Ce qui séduit dans ce spectacle si autobiographique et en même temps si emblématique pour la condition de tant d’exilés, c’est la présence du comique. Des pincées d’humour qui s’immiscent dans le contexte douloureux de cette émigration imposée par la guerre et parviennent à susciter des sourires qui l’apaisent, la tempèrent et la détendent. Humour contextuel, mais humour de consolation. Nous vivons quand même…

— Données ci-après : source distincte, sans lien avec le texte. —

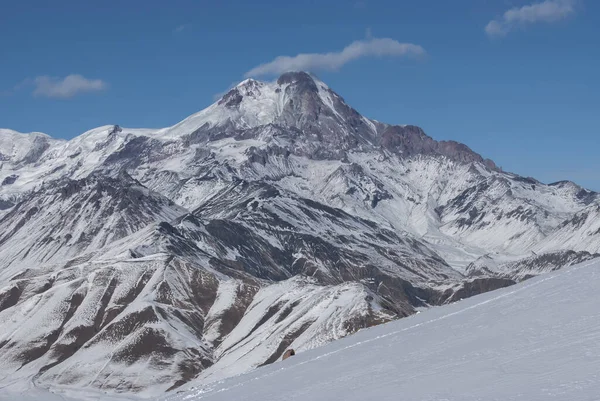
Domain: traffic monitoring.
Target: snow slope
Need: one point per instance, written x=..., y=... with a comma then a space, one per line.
x=277, y=216
x=538, y=340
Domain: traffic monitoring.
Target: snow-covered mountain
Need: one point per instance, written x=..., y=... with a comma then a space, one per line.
x=278, y=216
x=536, y=341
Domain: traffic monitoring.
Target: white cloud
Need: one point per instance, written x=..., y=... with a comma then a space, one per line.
x=67, y=87
x=181, y=28
x=546, y=11
x=370, y=47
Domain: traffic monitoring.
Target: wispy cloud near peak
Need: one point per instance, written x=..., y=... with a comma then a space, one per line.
x=67, y=87
x=546, y=11
x=332, y=61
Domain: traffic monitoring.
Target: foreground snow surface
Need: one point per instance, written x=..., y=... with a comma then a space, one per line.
x=538, y=340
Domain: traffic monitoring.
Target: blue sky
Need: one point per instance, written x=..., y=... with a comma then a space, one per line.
x=516, y=80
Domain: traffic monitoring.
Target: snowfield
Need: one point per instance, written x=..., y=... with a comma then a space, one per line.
x=142, y=262
x=538, y=340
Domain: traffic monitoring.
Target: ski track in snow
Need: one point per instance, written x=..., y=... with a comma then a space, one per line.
x=212, y=389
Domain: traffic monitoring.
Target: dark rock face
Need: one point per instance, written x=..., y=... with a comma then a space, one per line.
x=10, y=179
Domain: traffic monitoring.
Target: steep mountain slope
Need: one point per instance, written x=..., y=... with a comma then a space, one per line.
x=536, y=341
x=278, y=216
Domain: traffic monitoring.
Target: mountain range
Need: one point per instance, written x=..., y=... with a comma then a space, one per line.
x=136, y=260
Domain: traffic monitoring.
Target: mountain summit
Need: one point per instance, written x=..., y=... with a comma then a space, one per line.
x=276, y=218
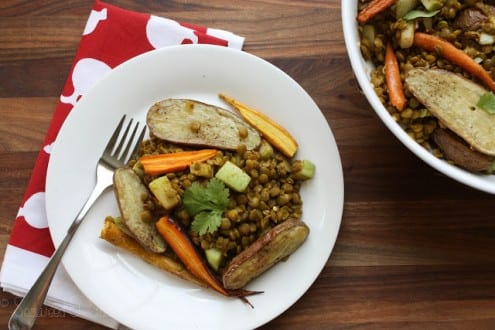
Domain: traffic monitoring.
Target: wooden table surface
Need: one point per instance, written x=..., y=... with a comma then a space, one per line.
x=415, y=248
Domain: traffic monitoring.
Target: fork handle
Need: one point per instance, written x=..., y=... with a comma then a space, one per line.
x=27, y=311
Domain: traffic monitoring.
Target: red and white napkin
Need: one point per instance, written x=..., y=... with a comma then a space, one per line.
x=112, y=35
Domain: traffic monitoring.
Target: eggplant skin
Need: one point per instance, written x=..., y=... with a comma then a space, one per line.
x=278, y=243
x=452, y=100
x=129, y=191
x=456, y=150
x=195, y=123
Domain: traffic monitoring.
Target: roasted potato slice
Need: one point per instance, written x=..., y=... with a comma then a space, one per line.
x=129, y=192
x=452, y=99
x=114, y=235
x=276, y=244
x=195, y=123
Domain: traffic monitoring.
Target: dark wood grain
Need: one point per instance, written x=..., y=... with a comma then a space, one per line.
x=415, y=248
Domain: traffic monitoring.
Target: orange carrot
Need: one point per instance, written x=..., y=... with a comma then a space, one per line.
x=392, y=78
x=184, y=248
x=175, y=161
x=453, y=54
x=374, y=8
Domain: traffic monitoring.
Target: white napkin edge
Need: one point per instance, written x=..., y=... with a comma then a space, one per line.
x=21, y=268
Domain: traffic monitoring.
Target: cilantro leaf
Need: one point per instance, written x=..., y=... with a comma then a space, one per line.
x=207, y=222
x=206, y=204
x=487, y=102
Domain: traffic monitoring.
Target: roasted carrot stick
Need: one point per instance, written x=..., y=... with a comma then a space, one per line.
x=173, y=162
x=392, y=78
x=374, y=8
x=453, y=54
x=185, y=249
x=273, y=132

Ici il y a la mère emportée par la déflagration de la douleur. Mais à ses côtés se trouve son fils, Wajdi. Son insertion et son parcours dans le spectacle séduisent par leur subtilité. Lui, directeur du théâtre et auteur connu paraît au début, debout devant la salle, comme annonceur des consignes dispensées habituellement — pas de photos, pas de téléphones portables, pas de…. — pour monter ensuite sur le plateau et se livrer aux tâches d’un machiniste accomplies avec douceur et minutie — déplacements des meubles, mise en place des accessoires — et finir par prendre la parole confrontée sur scène à son double, Wajdi — enfant — rencontre d’une rare émotion — ou s’ériger en partenaire apaisant de la mère. Wajdi décline sa présence sous des fonctions multiples, affectueuses et discrètes, pour prendre seulement à la fin la parole. Parole intense, clamée, parole libératrice.
Après les déchirements de Paris il y a eu le départ pour le Québec… une page se tourne. La maladie emporte la « mère Courage » du quinzième arrondissement, le jeune Wajdi maîtrise désormais le français qui, au début se réduisait à une succession de « oui, oui, oui » ou de « non, non, non ». L’exil a porté ses fruits. Sa sœur, jadis interdite d’amour par la mère, semble être apaisée… les eaux de la douleur reculent, mais les cicatrices perdurent.
Resté seul, dernier spectateur, j’ai regardé le décor et, malgré l’interdit initial, je l’ai photographié . Cela m’a surpris. Il n’y avait qu’un mur avec des portes… cet espace abstrait qui fut le lieu de tant de désarrois, de frictions, de désespoirs ne portait plus leurs traces. Je le regarde et il renvoie à la pureté des intérieurs japonais des films d’Ozu ou des jardins secs de Kyoto. Alors s’imposa à moi cette révélation : Wajdi déplaçait avec un soin tout particulier des meubles et des accessoires, car signes passagers d’un quotidien voué à l’effacement, à l’oubli. L’espace privé ne devait pas être encombré. Tout s’est effacé, nulle empreinte sauf l’écho de Mère en nous-mêmes.
Exilé moi-même, une phrase inscrite telle une conclusion sur l’écran s’est constituée en conclusion partagée: « Que Dieu protège ceux qui sont sur la route ». Nous sommes nombreux.